Abstract

Perception of the disparity-defined form in autostereograms requires achieving and maintaining the precise vergence angle necessary to place the intended left and right images on corresponding areas of the two retinas. Most commercially available autostereograms are designed to be viewed only with one vergence posture, usually the parallel or “wall-eyed” technique1, meaning that the visual axes need to converge by one or more periods of the pattern to a point farther from the viewer than the plane of the stereogram. Converging the eyes (“cross-eyed” technique) in front of these autostereograms by one or more periods of the pattern will reverse the depth direction of the stereoscopic image, perhaps making the form more difficult to perceive. Our previous work2 compared common clinical indicators of vergence ability with subjects' self-reported and measured autostereogram skills and found significant differences between those with poor versus good self-reported and measured autostereogram skill for vergence facility, near phoria, and TNO stereoacuity for subjects who were exophoric at near.

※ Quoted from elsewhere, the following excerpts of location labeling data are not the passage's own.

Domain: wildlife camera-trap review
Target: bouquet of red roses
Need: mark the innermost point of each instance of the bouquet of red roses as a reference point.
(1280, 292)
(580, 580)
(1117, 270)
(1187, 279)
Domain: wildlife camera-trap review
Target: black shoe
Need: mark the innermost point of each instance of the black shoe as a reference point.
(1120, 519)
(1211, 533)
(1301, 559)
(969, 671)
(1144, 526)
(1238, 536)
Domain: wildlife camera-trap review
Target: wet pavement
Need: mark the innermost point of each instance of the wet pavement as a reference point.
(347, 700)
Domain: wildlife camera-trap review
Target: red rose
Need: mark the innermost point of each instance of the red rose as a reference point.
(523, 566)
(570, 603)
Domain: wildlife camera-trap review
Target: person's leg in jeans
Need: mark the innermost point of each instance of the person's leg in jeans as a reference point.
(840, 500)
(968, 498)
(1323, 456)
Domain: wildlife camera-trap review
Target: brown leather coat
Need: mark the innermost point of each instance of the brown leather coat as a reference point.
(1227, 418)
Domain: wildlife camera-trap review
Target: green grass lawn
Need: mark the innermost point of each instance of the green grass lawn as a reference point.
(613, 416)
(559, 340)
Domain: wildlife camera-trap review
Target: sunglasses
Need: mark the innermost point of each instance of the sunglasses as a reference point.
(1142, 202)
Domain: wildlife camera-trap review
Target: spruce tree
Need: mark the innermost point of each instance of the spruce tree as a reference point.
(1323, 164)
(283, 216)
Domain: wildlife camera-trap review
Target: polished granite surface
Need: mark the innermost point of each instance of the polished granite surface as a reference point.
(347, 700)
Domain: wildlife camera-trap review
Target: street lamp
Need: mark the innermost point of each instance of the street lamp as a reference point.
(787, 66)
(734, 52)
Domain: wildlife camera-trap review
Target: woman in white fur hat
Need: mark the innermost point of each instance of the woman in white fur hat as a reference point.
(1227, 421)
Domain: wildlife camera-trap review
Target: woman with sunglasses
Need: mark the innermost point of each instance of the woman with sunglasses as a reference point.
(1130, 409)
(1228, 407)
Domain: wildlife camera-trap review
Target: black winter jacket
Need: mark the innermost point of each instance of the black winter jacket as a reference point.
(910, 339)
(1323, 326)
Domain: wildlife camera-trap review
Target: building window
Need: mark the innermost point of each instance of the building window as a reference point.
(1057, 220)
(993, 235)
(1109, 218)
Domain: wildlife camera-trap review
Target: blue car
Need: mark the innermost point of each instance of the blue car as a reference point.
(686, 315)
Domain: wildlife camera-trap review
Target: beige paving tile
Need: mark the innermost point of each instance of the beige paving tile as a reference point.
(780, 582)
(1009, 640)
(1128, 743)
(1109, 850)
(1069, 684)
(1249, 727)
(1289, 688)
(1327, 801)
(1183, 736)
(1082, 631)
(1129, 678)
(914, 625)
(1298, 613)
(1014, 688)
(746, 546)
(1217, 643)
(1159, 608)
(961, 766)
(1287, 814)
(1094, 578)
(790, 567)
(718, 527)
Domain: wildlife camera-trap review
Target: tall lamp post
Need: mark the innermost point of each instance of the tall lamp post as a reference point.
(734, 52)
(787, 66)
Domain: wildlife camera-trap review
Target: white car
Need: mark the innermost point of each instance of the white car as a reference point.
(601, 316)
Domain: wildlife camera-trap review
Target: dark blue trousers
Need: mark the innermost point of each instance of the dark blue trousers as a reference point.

The present study was undertaken to compare clinical indicators of vergence ability to perceived and measured autostereogram skills in esophores. Our results show that esophores whose self-rated and measured autosterogram skills were “poor” demonstrated significantly poorer performance on clinical tests of vergence facility and were more likely to demonstrate differences in threshold performance for crossed vs. uncrossed disparities on the TNO stereoacuity test than were subjects with “excellent” autostereogram skills. Attempts to fuse using “wall-eyed” vs. “cross-eyed” viewing did not differ between the two groups for those subjects able to perceive the autostereogram form.